Bernath G A, Cogswell T L, Hoffman R G, Klopfenstein H S
Circ Res. 1987 Jan;60(1):72-81. doi: 10.1161/01.res.60.1.72.
Cardiac tamponade is a spectrum ranging from pericardial effusions with minimal hemodynamic impairment to effusions causing circulatory collapse. In this study, we examined the roles played by the sympathetic nervous system and the renin-angiotensin system in controlling the distribution of blood flow in chronically instrumented conscious dogs during progressive cardiac tamponade. Fifty-one episodes of acute cardiac tamponade were induced to decompensation (decline in mean aortic blood pressure to 70% of the level present when the pericardium was free of fluid) in 6 dogs by intrapericardial infusion of warmed saline solution. Cardiac output (electromagnetic flow probe), intrapericardial pressure, aortic and right atrial blood pressures, and renal, coronary, and mesenteric artery blood flows (Doppler flow probes) were recorded during tamponade in the absence of blockade (control), during alpha-adrenergic blockade (phenoxybenzamine), beta-adrenergic blockade (propranolol), or angiotensin-converting enzyme blockade (captopril). Aortic and mesenteric artery blood flow decreased progressively during cardiac tamponade regardless of the presence or absence of blockade. Coronary artery blood flow did not significantly change during alpha-adrenergic blockade, suggesting that the continuous decline observed during cardiac tamponade in the absence of blockade was at least in part mediated by alpha-adrenergic mechanisms. Renal artery blood flow, in contrast, was well maintained in all situations, confirming the importance of autoregulation in this vascular bed during cardiac tamponade.

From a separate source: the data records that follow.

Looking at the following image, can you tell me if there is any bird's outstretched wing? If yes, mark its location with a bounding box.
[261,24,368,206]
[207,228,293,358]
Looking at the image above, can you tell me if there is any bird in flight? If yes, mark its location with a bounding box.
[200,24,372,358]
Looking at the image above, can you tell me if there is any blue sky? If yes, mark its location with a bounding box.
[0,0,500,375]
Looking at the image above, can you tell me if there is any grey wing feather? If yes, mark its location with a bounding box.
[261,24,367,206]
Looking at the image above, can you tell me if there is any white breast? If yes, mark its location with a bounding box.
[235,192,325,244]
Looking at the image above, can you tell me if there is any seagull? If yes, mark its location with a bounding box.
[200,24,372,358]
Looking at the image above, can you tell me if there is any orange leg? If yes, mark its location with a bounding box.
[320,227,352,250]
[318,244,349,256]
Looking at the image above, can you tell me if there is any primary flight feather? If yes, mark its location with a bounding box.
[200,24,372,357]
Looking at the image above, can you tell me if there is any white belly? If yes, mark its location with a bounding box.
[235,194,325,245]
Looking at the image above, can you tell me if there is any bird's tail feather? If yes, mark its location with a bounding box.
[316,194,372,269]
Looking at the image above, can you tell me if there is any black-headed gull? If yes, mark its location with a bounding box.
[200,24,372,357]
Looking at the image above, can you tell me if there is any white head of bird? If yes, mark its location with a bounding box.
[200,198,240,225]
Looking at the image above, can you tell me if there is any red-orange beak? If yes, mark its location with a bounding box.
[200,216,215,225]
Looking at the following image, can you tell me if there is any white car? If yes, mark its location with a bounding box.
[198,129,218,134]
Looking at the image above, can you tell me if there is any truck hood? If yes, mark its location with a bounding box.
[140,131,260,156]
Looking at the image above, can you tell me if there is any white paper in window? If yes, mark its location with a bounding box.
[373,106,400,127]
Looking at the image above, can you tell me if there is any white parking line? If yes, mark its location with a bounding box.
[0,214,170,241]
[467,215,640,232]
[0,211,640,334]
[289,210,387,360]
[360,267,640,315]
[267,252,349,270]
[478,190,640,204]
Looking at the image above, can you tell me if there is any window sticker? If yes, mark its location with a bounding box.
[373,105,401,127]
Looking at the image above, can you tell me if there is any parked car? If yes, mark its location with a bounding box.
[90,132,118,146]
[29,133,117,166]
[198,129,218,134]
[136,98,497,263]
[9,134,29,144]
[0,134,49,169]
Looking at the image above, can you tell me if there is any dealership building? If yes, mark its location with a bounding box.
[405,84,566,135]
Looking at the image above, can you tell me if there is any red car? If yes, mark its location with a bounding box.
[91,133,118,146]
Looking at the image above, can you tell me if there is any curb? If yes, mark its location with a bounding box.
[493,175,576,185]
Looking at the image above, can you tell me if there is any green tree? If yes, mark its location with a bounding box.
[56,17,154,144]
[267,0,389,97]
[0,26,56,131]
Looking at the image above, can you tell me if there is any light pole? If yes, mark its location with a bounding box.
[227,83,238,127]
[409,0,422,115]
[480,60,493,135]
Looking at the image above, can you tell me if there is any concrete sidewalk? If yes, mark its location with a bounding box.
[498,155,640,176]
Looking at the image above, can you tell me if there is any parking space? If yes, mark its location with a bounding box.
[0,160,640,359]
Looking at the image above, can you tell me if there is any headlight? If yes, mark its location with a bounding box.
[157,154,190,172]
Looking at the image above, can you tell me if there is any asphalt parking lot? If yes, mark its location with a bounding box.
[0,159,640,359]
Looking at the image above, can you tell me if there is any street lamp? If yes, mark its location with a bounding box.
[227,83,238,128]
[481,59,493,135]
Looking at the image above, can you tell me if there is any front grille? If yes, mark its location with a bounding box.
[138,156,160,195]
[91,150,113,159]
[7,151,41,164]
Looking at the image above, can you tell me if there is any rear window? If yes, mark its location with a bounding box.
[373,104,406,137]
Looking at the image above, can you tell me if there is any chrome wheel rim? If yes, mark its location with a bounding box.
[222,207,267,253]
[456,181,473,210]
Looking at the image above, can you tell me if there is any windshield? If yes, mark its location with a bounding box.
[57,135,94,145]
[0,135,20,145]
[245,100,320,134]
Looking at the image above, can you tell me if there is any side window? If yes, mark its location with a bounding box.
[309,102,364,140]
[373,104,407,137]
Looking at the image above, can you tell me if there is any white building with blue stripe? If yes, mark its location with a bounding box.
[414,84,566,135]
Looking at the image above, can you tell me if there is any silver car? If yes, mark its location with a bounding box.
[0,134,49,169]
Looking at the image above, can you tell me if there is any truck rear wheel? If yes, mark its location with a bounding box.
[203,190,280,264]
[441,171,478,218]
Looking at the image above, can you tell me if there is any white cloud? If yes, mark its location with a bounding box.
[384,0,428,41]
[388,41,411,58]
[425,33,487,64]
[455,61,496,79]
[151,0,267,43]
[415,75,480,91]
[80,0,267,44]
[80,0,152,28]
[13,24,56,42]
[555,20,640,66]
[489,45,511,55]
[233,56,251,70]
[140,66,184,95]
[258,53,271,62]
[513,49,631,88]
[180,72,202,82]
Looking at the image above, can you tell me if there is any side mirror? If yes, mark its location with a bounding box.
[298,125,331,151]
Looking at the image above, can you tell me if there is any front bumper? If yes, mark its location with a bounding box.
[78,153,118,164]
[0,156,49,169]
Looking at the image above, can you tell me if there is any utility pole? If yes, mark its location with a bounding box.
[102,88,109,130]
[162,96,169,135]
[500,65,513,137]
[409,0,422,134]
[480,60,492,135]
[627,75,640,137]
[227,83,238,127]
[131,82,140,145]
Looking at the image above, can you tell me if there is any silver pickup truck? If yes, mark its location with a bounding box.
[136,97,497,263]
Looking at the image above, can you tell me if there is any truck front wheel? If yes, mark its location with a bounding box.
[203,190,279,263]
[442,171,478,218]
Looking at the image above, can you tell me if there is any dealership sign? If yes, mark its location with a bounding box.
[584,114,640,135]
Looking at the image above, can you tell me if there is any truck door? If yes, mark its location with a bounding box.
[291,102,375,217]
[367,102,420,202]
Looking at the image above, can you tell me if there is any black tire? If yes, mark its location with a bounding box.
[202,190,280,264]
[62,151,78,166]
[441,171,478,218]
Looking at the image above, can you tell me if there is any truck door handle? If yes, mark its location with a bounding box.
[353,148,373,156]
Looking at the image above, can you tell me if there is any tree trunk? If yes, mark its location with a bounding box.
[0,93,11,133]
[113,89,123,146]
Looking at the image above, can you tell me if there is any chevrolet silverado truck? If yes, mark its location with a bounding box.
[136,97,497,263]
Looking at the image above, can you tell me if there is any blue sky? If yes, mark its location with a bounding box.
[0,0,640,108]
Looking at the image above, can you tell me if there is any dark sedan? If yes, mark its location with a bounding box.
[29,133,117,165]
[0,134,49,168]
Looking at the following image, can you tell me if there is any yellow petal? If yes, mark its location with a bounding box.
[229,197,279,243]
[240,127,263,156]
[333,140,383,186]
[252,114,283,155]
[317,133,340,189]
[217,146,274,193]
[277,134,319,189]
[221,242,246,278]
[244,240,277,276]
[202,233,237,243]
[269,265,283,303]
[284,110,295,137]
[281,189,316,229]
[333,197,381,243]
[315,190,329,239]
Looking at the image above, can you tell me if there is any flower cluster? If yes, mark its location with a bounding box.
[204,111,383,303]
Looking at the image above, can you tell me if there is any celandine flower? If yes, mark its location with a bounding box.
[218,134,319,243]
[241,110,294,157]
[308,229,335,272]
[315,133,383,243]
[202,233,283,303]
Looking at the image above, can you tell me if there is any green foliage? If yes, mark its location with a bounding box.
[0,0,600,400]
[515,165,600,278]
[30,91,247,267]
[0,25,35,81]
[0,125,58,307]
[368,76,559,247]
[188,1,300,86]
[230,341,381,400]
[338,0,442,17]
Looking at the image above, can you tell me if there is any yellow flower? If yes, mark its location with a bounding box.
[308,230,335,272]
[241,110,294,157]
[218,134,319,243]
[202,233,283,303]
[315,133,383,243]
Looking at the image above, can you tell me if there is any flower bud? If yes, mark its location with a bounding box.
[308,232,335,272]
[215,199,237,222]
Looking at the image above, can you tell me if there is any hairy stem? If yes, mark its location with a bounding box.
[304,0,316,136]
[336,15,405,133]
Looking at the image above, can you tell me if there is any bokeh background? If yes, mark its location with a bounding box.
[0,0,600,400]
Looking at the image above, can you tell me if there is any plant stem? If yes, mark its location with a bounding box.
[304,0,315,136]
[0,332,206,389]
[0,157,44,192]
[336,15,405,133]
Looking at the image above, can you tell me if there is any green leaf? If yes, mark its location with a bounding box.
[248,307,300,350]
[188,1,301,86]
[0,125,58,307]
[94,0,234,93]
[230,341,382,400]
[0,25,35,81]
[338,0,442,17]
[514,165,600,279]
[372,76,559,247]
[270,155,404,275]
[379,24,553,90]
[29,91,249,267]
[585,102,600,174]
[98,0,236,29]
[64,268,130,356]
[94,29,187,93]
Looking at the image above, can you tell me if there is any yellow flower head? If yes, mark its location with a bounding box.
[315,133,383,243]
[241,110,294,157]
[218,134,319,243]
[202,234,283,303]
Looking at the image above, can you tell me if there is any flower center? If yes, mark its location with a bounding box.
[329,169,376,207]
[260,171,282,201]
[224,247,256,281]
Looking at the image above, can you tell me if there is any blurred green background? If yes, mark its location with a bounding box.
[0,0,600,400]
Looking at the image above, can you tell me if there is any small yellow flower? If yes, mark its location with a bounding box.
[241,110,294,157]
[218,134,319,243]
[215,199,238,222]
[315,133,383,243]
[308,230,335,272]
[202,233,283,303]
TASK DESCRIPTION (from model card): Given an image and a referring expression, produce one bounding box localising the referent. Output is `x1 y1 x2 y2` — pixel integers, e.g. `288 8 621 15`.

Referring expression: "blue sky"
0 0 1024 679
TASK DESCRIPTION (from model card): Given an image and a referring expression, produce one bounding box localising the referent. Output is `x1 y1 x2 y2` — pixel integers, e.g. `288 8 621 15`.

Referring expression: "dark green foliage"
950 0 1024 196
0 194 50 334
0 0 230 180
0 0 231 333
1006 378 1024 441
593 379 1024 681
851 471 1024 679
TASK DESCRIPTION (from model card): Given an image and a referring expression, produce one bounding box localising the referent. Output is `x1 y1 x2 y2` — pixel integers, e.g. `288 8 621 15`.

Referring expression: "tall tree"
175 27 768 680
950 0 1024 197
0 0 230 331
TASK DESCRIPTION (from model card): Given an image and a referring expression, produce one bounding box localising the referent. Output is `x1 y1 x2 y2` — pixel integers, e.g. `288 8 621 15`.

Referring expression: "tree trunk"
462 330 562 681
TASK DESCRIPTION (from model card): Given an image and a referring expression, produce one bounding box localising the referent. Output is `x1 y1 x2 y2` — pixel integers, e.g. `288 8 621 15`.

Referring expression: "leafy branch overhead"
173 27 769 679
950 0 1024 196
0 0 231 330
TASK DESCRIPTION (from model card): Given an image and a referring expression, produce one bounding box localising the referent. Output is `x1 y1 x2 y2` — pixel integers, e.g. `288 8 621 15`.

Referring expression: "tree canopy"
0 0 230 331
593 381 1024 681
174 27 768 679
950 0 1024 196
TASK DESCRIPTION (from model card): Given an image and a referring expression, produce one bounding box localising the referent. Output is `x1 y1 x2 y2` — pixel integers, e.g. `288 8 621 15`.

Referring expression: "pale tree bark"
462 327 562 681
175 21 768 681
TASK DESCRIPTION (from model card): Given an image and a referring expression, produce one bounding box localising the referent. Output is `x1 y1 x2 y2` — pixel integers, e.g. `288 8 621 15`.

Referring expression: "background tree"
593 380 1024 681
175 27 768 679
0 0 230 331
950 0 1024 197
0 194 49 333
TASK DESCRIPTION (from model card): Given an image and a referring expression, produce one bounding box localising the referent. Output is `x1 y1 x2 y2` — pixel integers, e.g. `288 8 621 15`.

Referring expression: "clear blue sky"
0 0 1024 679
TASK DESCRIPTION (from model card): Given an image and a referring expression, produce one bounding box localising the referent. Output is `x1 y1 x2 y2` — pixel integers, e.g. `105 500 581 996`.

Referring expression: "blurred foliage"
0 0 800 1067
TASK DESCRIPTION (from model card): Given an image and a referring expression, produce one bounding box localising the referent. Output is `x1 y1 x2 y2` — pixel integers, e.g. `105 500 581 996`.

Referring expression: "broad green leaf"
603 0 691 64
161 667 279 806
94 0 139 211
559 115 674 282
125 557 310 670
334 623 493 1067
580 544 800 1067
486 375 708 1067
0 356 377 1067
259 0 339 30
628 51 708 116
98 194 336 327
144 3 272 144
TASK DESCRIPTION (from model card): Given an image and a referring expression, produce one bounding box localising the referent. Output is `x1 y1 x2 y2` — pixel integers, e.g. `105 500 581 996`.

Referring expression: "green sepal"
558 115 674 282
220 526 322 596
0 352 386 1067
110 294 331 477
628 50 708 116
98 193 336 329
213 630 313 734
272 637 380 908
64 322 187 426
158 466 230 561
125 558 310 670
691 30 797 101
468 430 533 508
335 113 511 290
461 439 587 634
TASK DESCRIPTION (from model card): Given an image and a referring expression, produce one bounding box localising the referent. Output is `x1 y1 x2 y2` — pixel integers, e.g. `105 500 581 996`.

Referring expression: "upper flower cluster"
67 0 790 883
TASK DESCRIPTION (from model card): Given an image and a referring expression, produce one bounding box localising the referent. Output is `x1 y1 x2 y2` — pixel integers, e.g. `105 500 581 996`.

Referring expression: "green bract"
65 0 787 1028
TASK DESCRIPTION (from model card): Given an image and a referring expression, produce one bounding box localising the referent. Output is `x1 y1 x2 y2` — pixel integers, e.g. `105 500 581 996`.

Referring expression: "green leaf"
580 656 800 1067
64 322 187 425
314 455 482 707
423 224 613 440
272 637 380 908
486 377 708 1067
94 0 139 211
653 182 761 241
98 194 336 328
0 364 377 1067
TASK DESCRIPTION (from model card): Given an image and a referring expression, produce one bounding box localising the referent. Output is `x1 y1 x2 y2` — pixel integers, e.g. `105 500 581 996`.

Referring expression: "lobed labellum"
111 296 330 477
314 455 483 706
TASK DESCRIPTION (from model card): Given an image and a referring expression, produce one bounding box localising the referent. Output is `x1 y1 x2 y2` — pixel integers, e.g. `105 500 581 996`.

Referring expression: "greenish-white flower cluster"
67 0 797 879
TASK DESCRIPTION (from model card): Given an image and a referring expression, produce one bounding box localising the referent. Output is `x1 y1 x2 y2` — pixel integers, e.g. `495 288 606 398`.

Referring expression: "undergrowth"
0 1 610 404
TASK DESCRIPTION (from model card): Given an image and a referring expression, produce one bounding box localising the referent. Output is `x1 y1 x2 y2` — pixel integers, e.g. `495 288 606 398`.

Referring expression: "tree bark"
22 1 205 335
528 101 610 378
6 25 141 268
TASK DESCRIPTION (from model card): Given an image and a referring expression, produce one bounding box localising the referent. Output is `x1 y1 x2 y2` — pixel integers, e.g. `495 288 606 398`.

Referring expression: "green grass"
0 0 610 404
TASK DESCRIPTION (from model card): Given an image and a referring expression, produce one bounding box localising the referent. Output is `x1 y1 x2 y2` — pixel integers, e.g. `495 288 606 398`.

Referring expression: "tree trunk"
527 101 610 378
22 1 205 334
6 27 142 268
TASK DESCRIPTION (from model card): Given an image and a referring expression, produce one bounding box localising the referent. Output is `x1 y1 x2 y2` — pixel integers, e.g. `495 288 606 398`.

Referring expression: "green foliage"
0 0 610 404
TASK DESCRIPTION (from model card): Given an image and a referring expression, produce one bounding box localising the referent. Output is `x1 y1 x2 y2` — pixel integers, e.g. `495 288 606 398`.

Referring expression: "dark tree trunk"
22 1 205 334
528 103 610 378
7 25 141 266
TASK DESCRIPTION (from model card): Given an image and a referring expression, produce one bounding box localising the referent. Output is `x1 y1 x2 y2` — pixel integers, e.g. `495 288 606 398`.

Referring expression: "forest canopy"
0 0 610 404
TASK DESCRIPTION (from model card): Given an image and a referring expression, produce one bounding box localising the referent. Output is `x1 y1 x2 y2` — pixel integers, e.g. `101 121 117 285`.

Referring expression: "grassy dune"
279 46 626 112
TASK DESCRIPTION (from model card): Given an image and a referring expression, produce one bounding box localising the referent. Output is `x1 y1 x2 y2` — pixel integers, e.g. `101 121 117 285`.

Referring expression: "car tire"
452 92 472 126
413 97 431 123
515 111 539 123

心脏压塞是一个范围,从仅有轻微血流动力学损害的心包积液到导致循环衰竭的积液。在本研究中,我们研究了交感神经系统和肾素 - 血管紧张素系统在慢性仪器植入的清醒犬进行性心脏压塞期间控制血流分布中所起的作用。通过心包内输注温热盐水溶液,在6只犬中诱发了51次急性心脏压塞直至失代偿(平均主动脉血压降至心包无积液时水平的70%)。在未进行阻断(对照)、α-肾上腺素能阻断(酚苄明)、β-肾上腺素能阻断(普萘洛尔)或血管紧张素转换酶阻断(卡托普利)的情况下,记录心脏压塞期间的心输出量(电磁血流探头)、心包内压力、主动脉和右心房血压以及肾、冠状动脉和肠系膜动脉血流(多普勒血流探头)。无论是否存在阻断,心脏压塞期间主动脉和肠系膜动脉血流均逐渐减少。α-肾上腺素能阻断期间冠状动脉血流无显著变化,这表明在未进行阻断的心脏压塞期间观察到的持续下降至少部分是由α-肾上腺素能机制介导的。相比之下,肾动脉血流在所有情况下均保持良好,证实了心脏压塞期间该血管床自身调节的重要性。